Chris Pratt is a good choice for the action lead in this film; he has great comic timing that Trevorrow has the good sense not to overuse, he comes across well as both a smart cat and credible burly alpha-male type who is secure enough not to need to preen, and he has charisma to spare.
(You're welcome ladies.)
In the end though, there is only one reason to see any movie with the word Jurassic in it (after the first one, at least), and that is for the dinosaurs. Here, they do not disappoint.

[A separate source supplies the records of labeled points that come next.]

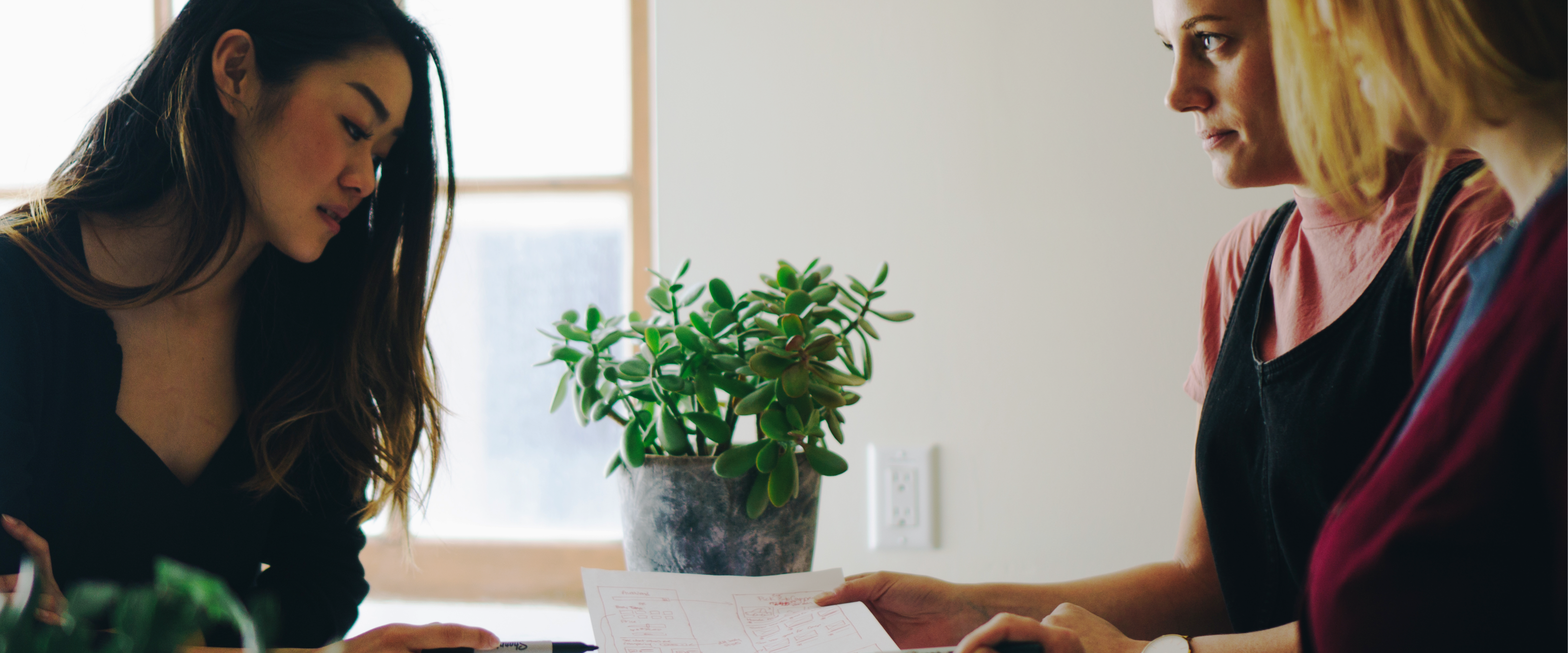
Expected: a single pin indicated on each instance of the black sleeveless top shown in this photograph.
(109, 506)
(1279, 440)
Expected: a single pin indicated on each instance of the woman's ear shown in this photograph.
(234, 73)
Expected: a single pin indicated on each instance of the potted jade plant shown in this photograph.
(697, 479)
(104, 618)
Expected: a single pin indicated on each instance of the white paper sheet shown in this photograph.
(681, 613)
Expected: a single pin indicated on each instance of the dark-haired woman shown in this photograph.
(212, 324)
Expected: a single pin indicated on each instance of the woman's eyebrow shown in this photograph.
(374, 100)
(1197, 20)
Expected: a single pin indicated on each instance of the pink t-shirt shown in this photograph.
(1326, 261)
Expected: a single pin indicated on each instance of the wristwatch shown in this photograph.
(1169, 644)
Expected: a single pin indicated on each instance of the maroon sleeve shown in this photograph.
(1453, 536)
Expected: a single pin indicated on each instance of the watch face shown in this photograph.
(1169, 644)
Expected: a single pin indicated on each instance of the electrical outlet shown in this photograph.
(902, 497)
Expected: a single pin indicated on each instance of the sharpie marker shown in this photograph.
(532, 647)
(1004, 647)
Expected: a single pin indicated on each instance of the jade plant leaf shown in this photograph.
(784, 479)
(825, 462)
(737, 460)
(758, 401)
(720, 292)
(767, 456)
(712, 426)
(632, 445)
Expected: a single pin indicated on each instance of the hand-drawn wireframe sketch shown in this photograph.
(791, 622)
(672, 613)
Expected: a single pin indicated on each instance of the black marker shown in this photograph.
(530, 647)
(1003, 647)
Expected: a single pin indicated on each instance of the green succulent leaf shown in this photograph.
(792, 325)
(672, 434)
(632, 443)
(573, 332)
(869, 330)
(734, 387)
(722, 321)
(775, 424)
(736, 462)
(784, 479)
(825, 462)
(824, 294)
(822, 344)
(720, 292)
(827, 396)
(835, 377)
(565, 354)
(758, 500)
(661, 299)
(609, 340)
(833, 424)
(634, 368)
(589, 371)
(758, 401)
(689, 338)
(894, 316)
(811, 282)
(712, 428)
(769, 365)
(560, 391)
(796, 379)
(788, 278)
(767, 456)
(704, 393)
(702, 324)
(797, 302)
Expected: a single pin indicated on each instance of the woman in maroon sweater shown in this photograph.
(1453, 534)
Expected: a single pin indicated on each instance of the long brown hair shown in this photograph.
(333, 355)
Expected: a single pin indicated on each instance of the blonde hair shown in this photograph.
(1451, 63)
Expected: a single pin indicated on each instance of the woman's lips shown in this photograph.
(1217, 137)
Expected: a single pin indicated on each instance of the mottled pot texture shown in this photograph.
(677, 515)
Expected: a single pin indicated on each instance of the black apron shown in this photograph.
(1280, 440)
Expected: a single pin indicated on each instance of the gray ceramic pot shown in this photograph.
(677, 515)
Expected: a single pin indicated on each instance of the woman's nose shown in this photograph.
(360, 178)
(1187, 92)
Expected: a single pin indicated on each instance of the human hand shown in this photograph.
(52, 605)
(1097, 635)
(1013, 628)
(916, 611)
(402, 638)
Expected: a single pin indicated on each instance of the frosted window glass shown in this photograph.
(60, 63)
(540, 88)
(515, 471)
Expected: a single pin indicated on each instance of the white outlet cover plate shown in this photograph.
(902, 490)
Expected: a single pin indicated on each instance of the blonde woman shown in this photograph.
(1453, 536)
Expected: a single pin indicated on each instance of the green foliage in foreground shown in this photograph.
(700, 365)
(148, 619)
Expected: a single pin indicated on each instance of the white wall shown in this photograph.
(1045, 215)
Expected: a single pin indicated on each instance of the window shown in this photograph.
(551, 126)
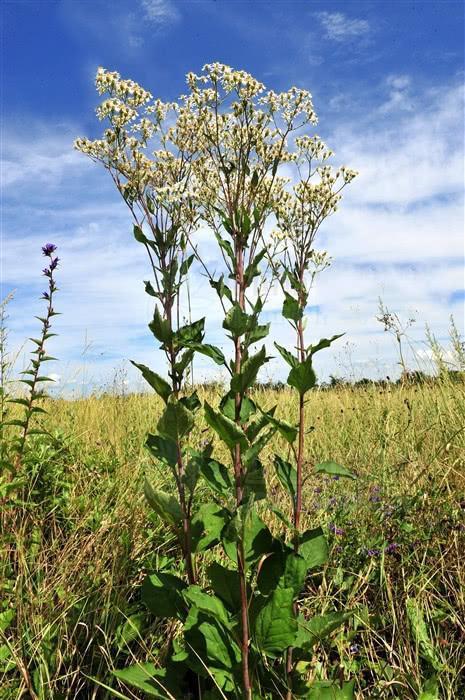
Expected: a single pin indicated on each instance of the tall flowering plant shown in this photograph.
(239, 617)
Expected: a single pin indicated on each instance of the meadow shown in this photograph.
(86, 538)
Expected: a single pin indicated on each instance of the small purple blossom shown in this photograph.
(392, 547)
(336, 530)
(48, 249)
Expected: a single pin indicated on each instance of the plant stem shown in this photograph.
(238, 474)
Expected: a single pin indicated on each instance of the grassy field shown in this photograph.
(396, 534)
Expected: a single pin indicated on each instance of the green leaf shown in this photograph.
(221, 289)
(226, 429)
(313, 547)
(282, 569)
(249, 370)
(318, 628)
(291, 359)
(291, 308)
(139, 235)
(323, 343)
(285, 429)
(217, 477)
(209, 604)
(164, 505)
(251, 454)
(334, 469)
(163, 449)
(247, 526)
(327, 690)
(275, 625)
(186, 264)
(175, 421)
(162, 594)
(421, 635)
(208, 639)
(228, 407)
(160, 385)
(430, 690)
(256, 333)
(149, 288)
(207, 525)
(160, 328)
(287, 475)
(226, 584)
(237, 321)
(302, 377)
(210, 351)
(191, 333)
(254, 483)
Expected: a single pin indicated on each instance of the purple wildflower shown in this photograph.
(392, 547)
(48, 249)
(336, 530)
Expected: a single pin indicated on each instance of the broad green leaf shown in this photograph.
(219, 653)
(190, 333)
(217, 477)
(160, 385)
(149, 288)
(228, 407)
(208, 604)
(327, 690)
(175, 421)
(323, 343)
(207, 525)
(256, 333)
(334, 469)
(282, 569)
(247, 526)
(139, 235)
(249, 371)
(162, 594)
(159, 683)
(318, 628)
(287, 474)
(226, 584)
(237, 322)
(430, 690)
(162, 449)
(226, 429)
(291, 308)
(160, 328)
(291, 359)
(254, 483)
(210, 351)
(275, 625)
(251, 454)
(313, 547)
(302, 377)
(164, 505)
(421, 635)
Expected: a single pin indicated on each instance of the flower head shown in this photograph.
(48, 249)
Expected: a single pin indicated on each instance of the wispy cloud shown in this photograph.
(339, 27)
(160, 12)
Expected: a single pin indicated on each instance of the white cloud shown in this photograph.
(339, 27)
(398, 235)
(160, 11)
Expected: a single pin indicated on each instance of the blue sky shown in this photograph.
(387, 82)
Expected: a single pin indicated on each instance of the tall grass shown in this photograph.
(396, 533)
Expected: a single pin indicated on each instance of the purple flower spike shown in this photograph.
(48, 249)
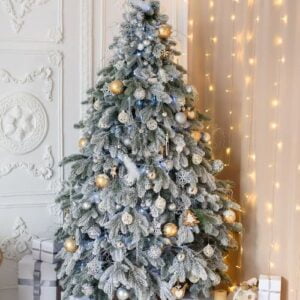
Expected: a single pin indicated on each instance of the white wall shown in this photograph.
(50, 51)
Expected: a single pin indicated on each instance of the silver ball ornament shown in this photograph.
(181, 256)
(86, 205)
(122, 294)
(180, 118)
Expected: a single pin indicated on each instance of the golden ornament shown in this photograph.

The mosasaur shown so prominently in the trailer (and poster above) is a wonderfully presented spectacle that makes you feel like you are joining the in-park audience in the splash zone. The scene with Owen facing down the raptors he is training within their own enclosure is very well staged, but best of all, the pteradons and dimorphodons that Spielberg and Co. have been trying to get into the movies since the very first Jurassic Park, FINALLY get loose, and watching these winged terrors diving into a crowd while a WWII air-raid sirens warns panicing guests to take cover (wow, really?) is as terrifying as anything seen in the franchise to date.
All in all, despite being extremely derivative, despite treading very little new ground, despite not using nearly enough practical effects for my taste (More puppets and animatronics, dammit! At least Trevorrow used motion-capture to animate most of the dinosaurs, making them feel a bit more organic.), I enjoyed watching Jurassic World.
You can't look too closely at it without revealing its many flaws, but it does as good a job as any of the other sequels in reminding us how cool dinosaurs are, and how lucky we are that they aren't around any more.